ECLI:NL:CRVB:2014:2570
Centrale Raad van Beroep
- Hoger beroep
- Rechtspraak.nl
Afwijzing aanvraag studiefinanciering op basis van nationaliteitseis en verblijfsvergunning
In deze zaak heeft de Centrale Raad van Beroep op 30 juli 2014 uitspraak gedaan in hoger beroep tegen de beslissing van de rechtbank Den Haag. De appellante, een Nigeriaanse vrouw, had een aanvraag voor studiefinanciering ingediend, maar deze was afgewezen door de Minister van Onderwijs, Cultuur en Wetenschap. De afwijzing was gebaseerd op het feit dat appellante niet voldeed aan de nationaliteitseis zoals gesteld in artikel 2.2 van de Wet studiefinanciering 2000 (Wsf 2000). De Minister stelde vast dat appellante niet in aanmerking kwam voor studiefinanciering omdat zij niet de Nederlandse nationaliteit bezat en niet onder de uitzonderingen viel die in de wet zijn opgenomen.
De rechtbank had eerder de afwijzing van de Minister vernietigd, maar de Minister had in een nieuw besluit de afwijzing opnieuw gehandhaafd. De Centrale Raad van Beroep oordeelde dat de Minister terecht had vastgesteld dat appellante niet voldeed aan de vereisten voor studiefinanciering. De Raad overwoog dat appellante rechtmatig verblijf had in Nederland op basis van gezinshereniging, maar dat dit niet voldeed aan de voorwaarden voor studiefinanciering zoals vastgelegd in de wet.

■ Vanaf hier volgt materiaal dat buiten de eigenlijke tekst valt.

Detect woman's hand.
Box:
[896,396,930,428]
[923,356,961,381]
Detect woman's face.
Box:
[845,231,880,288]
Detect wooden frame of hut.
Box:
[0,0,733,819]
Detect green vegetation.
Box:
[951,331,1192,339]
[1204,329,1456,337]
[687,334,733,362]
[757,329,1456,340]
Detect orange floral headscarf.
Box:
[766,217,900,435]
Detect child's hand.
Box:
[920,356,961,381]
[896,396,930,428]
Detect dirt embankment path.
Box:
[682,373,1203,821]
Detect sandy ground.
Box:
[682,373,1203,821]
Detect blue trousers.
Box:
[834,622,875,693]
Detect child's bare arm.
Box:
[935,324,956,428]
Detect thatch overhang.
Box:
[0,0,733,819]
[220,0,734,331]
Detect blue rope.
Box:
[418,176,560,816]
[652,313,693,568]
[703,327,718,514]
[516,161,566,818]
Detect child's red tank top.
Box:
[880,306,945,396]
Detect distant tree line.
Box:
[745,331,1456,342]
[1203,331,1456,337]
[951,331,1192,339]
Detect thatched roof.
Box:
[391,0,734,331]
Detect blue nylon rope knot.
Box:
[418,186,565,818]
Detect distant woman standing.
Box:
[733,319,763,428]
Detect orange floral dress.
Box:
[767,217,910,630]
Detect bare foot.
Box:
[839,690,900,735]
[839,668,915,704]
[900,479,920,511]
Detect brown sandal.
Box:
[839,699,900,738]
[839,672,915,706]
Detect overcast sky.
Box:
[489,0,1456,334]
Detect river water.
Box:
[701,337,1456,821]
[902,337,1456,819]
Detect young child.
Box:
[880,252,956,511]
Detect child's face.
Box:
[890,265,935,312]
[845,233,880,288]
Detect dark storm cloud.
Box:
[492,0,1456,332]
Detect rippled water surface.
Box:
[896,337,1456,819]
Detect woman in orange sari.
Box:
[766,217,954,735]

De Raad bevestigde dat appellante niet over een verblijfsvergunning voor bepaalde tijd beschikte die haar recht op studiefinanciering zou kunnen geven. De Raad concludeerde dat de afwijzing van de aanvraag voor studiefinanciering terecht was en dat het hoger beroep van appellante niet slaagde. De uitspraak van de rechtbank werd bevestigd, en er werd geen proceskostenveroordeling opgelegd.